I am quite upset by today’s news that More magazine closed
down. I used to read it as a young teenager drinking a bottle of Yahoo
chocolate milk out of a straw thinking I was so cosmopolitan and sophisticated.
I knew that by the time I reached the ages of those vox-popped women I’d be a
glamorous go-getting woman of the world. Why on earth would I not have it all
together? What could possibly stop me parading round town like a Spice Girl or
Kate Adie?
I remember they used to speak mainly to women in their early
20s, but on the odd occasion they would talk to a woman over 30, I would react
with utter horror. Why have they got an old granny talking about sex? I would
wonder whilst working out how one would avoid a neck injury by performing the
latest position of the fortnight.
Well much to my chagrin, I am now that granny. I also now have
a teenage sister, and though she is more into Kerrang than More, still looks at
me with the same kind of distain I used to look at those women.
Now, from the other side of the looking glass, I am
painfully aware that I do not have it all together like I thought I would.
Nowhere close in fact and I can say it is utterly terrifying.
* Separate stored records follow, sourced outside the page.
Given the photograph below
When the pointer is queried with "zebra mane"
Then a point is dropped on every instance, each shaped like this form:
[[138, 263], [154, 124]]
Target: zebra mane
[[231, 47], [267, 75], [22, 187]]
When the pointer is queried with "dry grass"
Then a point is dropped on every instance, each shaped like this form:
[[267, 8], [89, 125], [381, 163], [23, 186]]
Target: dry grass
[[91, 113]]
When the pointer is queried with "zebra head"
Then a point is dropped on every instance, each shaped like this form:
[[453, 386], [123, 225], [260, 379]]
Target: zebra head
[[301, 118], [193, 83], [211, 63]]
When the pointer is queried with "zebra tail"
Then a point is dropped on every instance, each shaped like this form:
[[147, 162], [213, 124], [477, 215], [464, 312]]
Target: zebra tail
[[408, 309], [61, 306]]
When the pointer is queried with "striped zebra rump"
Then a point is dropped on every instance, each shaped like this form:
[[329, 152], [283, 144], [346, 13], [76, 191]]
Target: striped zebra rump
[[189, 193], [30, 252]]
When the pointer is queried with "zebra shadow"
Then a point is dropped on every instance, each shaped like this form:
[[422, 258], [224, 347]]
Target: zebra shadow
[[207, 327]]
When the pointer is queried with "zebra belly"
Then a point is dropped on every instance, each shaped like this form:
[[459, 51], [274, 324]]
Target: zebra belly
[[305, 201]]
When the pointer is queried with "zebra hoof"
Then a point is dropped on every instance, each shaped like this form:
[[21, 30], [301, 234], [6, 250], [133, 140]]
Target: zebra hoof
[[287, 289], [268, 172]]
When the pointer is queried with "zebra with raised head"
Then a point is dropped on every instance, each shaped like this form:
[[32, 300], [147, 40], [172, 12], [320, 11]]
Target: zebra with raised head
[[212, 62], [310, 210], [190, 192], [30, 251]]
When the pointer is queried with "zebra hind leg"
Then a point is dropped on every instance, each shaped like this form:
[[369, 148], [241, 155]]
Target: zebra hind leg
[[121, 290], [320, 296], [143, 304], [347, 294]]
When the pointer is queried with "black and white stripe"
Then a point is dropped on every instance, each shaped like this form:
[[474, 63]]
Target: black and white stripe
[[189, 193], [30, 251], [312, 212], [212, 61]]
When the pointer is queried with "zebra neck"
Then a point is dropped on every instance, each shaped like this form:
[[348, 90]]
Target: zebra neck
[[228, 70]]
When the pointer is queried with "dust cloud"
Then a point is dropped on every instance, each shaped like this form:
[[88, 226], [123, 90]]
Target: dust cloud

I could blame a
certain daily newspaper, it’s ‘sidebar of shame’ and associated unfair
expectations of women.
However, the reality is more straightforward. It is my own
expectations of where I thought my life would be that really upsets me. I make
lists, I like deadlines, I am five minutes early so I’m never caught on the hop,
I put my clothes out for work the night before and if i’m really organised my
cereal bowl and mug for breakfast too.
These are not traits I am proud of, in fact they are things
I am actively working on resolving – life is far too short to lay out breakfast
dishes in advance – but I say this because like many of us, I am my own worst
enemy. I was told recently that I get in my own way. This is absolutely true
and has been since reading copies of More and plotting out my life to be like
one of those women in the vox-pops who told tales of their boyfriends’ romantic
Valentines gestures and of how much they earned by the time they were 25.
I think about those women now who seemed to me to have it
all. At the time, I’ll bet a jump into the pages would have seen those women
chewing themselves up with angst, self-doubt and stress about some or all areas
in their lives that I thought must be so perfect. If only they knew how much
they inspired me just by being themselves, maybe they wouldn’t have got in
their own way as much as I am sure with my grown-up knowledge they would have
done.
It’s like that new Dove advert where people are shown
themselves through others eyes. I was astounded by how much plainer women
described themselves in relation to how they really looked. It inspired me to
stop getting in my own way, ease up on myself a bit, and in honour of the
demise of More, a much loved teenage friend, be a better and stronger
inspiration to my younger sister, whether she wants it (or notices) or not.